Aventura, volume two, takes off where the first volume left readers: undead creatures have risen up and are attacking the main cast. With Chris already injured and Darwell useless against the skeletal creatures, Lewin steps in to save them. When all things seem lost, Lewin, a boy who had seemed to all as a magic-less individual, is able to summon a fire spirit of tremendous power. Now it’s up to the school faculty, and other higher-ups lurking in the background, to decide the fate of this surprising new pupil.
Much of the charm that the first volume of Aventura had seems missing in the second installment. The children that took up most of centre stage share about equal time here with the teachers, and a few new adult characters. With the exception of the opening action sequence, most of the book is dialogue based and a lot of it revolves around conversations between the faculty and it times it can feel like it’s going by very slowly. Sometimes it all seems too wordy and with the artwork constantly challenging the words for reader’s attention, Aventura is the kind of story you need to take your time and read carefully.
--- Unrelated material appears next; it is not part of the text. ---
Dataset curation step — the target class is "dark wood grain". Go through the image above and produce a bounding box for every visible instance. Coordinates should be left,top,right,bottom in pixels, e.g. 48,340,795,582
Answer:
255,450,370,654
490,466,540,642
A few new dropped hints of information offer a glimpse into things to come, with some characters being more than they seem, Lewin included. When circumstances allow readers to get a glimpse into the world of the magic students, it’ll remind readers why this series has been compared to very similar stories like Harry Potter. Interactions between the Lewin and his friends remains energetic and sweet, and the half-elf Chris’s affection for his friend continues to grow, a cute platonic friendship that’ll tickle the interests of boys’ love fans.
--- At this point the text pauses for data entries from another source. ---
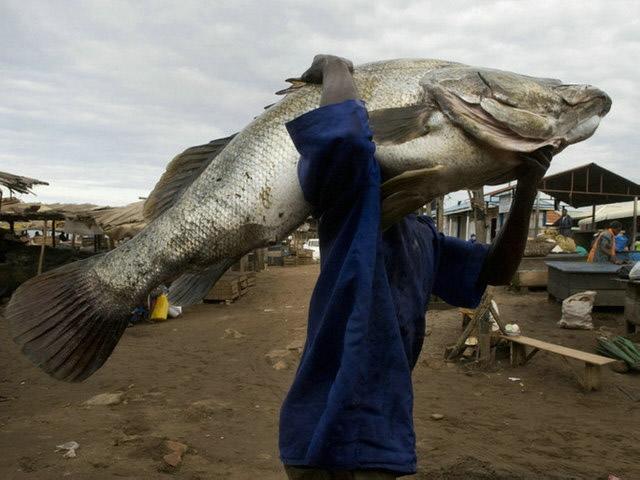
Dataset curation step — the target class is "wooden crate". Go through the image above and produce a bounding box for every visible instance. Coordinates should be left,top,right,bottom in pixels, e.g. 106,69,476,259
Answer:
283,256,297,266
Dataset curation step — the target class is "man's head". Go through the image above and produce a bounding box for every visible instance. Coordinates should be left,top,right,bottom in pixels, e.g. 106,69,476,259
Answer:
610,220,623,235
470,233,477,241
561,206,567,217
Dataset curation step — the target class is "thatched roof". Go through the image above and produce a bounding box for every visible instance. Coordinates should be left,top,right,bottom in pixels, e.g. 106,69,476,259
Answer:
90,201,146,241
0,171,48,195
1,200,147,241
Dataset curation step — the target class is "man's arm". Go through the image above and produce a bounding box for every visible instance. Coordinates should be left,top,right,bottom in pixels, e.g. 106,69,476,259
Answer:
298,54,357,106
479,149,552,286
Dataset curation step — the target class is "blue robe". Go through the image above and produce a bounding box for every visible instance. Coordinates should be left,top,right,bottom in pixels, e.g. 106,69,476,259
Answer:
279,100,489,475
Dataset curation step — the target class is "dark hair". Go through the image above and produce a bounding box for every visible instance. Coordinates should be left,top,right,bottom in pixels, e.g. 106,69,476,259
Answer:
610,220,623,230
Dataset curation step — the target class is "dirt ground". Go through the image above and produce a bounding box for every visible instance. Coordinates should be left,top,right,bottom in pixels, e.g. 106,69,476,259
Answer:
1,265,639,479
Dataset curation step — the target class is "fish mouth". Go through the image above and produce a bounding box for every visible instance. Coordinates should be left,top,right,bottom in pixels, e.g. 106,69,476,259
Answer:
555,84,612,116
552,84,612,149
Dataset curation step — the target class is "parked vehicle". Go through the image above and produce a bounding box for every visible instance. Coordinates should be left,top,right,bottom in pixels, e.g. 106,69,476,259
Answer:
303,238,320,261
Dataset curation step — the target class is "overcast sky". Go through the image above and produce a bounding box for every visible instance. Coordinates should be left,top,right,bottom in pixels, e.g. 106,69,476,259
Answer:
1,0,638,206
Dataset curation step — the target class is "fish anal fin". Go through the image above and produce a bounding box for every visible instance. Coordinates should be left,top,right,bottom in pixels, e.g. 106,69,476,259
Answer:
168,258,236,307
369,104,432,146
143,135,235,221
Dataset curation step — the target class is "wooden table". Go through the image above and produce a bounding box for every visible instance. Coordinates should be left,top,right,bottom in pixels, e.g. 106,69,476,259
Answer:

The artwork continues to be the strongest part of this series. Shin Midorikawa’s artwork is gorgeous, with lots of thin lines and fine details. Unfortunately the detail in the artwork is also one of this book’s downfalls: it can cause pages to seem cluttered, take away from the dialogue and makes thing hard to follow. While it makes for an undoubtedly attractive series that fits the fantasy niche wonderfully, Shin Midorikawa’s artwork seems like it’d be better suited to illustration work over paneled manga.
All in all, Aventura is still a fun to look at it manga that unfortunately suffers from a few issues with dialogue clashing with the artwork. Fans of manga and fantasy will no doubt want to give this series a shot but a slogging plot fails to allow volume two to feel as compelling or entertaining as volume one.